We are in the very first chapter of John’s gospel. We’ve heard that extraordinary prologue which declares that the light shines in the darkness and the darkness shall never overcome it. We’re told about the testimony of John the Baptist who came as a witness to the light. All of which culminates in the almost unbelievable claim that the Word became flesh and dwelt among us. John the Baptist explains that he is not the Messiah, that he baptises with water and that someone stands among them, whom they do not know, who is the one coming after him.
The next day … Jesus comes to be baptised by John the Baptist.
The next day … John the Baptist sees Jesus and exclaims “Here is the Lamb of God!”
The next day … Jesus decides to go to Galilee (which is this Sunday’s narrative)

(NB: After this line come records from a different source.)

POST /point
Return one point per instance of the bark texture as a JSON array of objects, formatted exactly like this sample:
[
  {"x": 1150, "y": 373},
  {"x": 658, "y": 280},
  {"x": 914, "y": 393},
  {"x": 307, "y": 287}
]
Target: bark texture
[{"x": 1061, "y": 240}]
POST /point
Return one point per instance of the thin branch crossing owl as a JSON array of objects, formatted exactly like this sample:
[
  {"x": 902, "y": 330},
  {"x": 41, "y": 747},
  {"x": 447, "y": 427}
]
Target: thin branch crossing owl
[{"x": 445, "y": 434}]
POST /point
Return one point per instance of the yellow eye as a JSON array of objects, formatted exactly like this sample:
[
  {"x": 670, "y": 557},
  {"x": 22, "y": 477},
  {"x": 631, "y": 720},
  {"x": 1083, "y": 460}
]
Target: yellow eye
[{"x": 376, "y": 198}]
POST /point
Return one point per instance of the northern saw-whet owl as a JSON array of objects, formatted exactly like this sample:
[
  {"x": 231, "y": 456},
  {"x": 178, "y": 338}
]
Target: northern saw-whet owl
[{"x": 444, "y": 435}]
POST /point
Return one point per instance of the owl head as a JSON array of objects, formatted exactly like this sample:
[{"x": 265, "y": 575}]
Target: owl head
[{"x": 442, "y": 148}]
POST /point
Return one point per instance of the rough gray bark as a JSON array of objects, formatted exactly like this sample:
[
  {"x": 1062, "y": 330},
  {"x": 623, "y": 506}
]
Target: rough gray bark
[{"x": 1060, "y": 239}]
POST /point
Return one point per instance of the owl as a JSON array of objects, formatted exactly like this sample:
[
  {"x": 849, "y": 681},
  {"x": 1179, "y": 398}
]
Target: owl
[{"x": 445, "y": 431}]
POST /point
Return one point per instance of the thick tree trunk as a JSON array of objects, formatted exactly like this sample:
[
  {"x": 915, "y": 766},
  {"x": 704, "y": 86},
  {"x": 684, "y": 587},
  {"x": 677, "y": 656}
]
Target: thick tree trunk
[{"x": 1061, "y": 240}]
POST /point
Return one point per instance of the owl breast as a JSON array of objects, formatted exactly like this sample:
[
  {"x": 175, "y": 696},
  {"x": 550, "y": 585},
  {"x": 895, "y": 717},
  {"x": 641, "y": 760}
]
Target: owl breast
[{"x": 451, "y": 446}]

On the third day … Jesus goes to a wedding in Cana of Galilee
Later in John’s gospel we encounter a narrative that is slow, reflective, even ponderous. But not here: not yet. In these early passages, the gospel writer has so much to fit in that the writing is insistent and unyielding. And it is all leading up to the truth that reveals the full nature of Christ, made known in ‘the first of his signs’ at that wedding when water was turned into wine.

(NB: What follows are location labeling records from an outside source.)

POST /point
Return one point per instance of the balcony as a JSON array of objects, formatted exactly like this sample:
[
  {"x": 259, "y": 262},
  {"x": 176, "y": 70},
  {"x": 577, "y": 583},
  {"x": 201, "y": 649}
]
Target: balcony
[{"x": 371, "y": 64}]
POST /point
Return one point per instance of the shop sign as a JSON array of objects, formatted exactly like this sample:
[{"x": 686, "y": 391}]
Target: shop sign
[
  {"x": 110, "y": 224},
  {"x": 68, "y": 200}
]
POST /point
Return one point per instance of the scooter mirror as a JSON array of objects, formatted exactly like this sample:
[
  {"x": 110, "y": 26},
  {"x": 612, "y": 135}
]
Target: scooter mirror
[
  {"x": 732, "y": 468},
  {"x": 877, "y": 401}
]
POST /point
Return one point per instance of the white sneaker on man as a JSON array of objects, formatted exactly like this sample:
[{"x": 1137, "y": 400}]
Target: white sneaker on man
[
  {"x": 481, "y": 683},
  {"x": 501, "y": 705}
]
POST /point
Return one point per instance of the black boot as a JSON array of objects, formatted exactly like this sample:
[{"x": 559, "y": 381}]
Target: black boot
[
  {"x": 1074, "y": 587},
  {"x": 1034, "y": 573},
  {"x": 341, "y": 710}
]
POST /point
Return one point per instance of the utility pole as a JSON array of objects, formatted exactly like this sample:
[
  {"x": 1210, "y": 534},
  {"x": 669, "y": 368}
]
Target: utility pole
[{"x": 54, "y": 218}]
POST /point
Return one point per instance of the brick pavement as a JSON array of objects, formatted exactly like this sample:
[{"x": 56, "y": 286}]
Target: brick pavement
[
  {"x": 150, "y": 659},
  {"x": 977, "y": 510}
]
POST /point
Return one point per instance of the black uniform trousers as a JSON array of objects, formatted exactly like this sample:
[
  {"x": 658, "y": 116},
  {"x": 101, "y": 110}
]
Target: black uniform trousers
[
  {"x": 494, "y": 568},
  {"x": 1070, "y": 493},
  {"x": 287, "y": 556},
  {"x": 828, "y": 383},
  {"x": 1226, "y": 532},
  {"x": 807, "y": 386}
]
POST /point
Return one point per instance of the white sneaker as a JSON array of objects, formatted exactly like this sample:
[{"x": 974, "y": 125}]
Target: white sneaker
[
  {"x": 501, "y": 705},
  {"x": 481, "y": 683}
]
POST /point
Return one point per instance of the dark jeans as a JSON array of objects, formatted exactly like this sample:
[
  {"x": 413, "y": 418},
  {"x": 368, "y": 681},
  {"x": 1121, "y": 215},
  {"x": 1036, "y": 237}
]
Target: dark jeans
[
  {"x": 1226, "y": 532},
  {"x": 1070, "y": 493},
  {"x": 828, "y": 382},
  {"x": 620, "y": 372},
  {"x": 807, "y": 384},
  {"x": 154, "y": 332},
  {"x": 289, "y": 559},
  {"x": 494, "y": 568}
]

On the third day … does that phrase ring a bell?
We could get hung up on the maths or the exact chronology of events. If we did, I wonder if we’d be falling into the trap of looking at all this through the lens of our 21st century, western context. Whether or not that’s true, we’d certainly be looking at the wrong ‘thing’.
John, the write of the gospel, isn’t seeking to teach us to add up or map out Jesus’ diary for that week: John’s focus is theological, the study of God, and in particular the divine truth of God incarnate in Jesus of Nazareth.
In the beginning was the Word … and the Word became flesh.
Here is the Lamb of God, says John the Baptist.
You are the Son of God, says Nathanael
All within the first fifty verses!
And then ‘on the third day’ the gospel writer presents us with evidence that this Jesus is not just for the poets and literary elite who find their truth in finely honed language; not just for the fore-runners and followers who find their truth in direct personal interaction; but it also for those who aren’t looking for it. It’s for the steward, who recognised good wine when he tasted it. It’s for servants, who were the only ones to hear what Jesus said. It’s even for the guests, who may not even have known that more wine was needed.
And the fact that we’re told it took place ‘on the third day’ is no coincidence.